Clearly, I logged off the Zoom call and googled this man immediately. To my surprise and relief, he runs an immensely successful practice despite having an average appearance himself and limiting his interventions to only those necessary to enhance or restore natural appearance. From his website and blogs, I also learned that he was so adamant about the focus on natural appearances that he has devoted a large portion of his practice to dissolving dermal fillers placed excessively by other professionals. The moral of this story is that common sense finally came out in front of my irrational self-conscious mind to teach me that a health care professional with a natural look can be a good person to suggest the same to a patient and that helping people improve their appearance, within the confines of normalcy, can only improve their confidence, not tear it down.
This was my ‘a-ha’ moment.
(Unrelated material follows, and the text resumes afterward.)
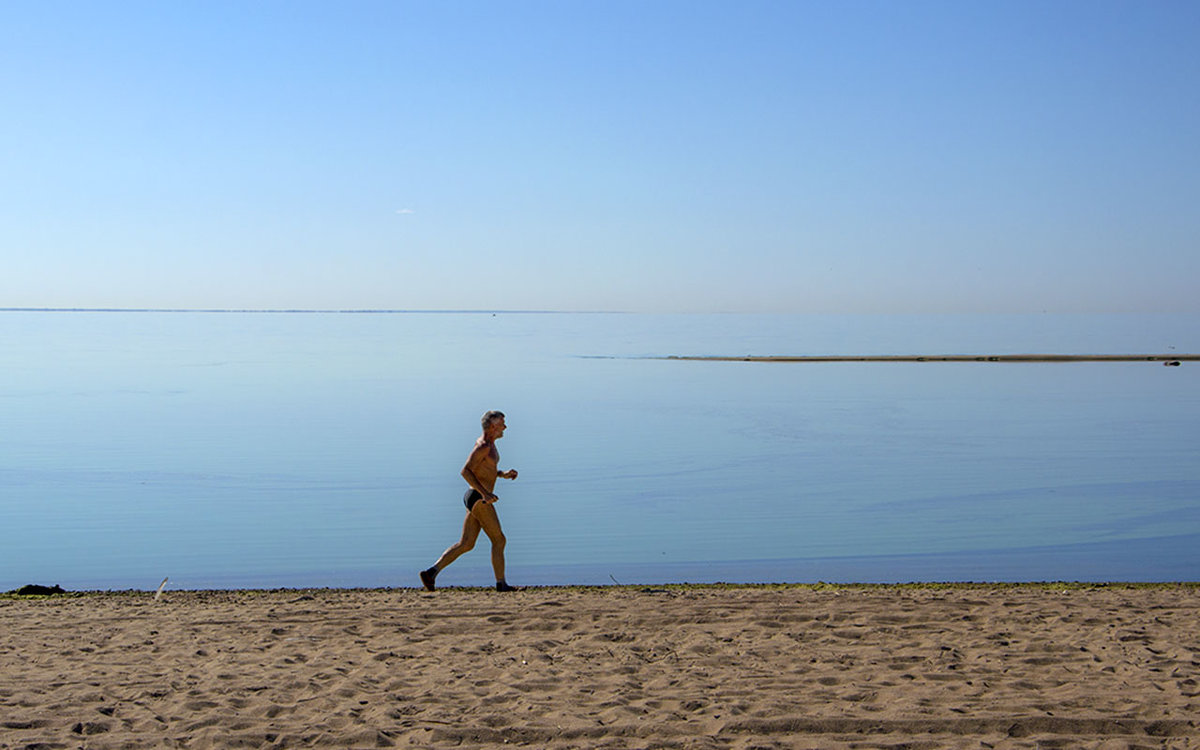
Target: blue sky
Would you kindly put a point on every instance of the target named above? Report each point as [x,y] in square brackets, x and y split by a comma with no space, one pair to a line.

Dr. Wonderful’s approach was a very clear solution to my moral distress surrounding medical aesthetics! I decided at that moment that I could help people address concerns about their appearance, while maintaining their natural appearance and not crossing any boundaries of unhealthy body image. From here, I modelled my future practice plans around the advice from this very wise and very admiral physician. “Look your best but still look like you,” was born of this philosophy and is an important commitment I make to my clients.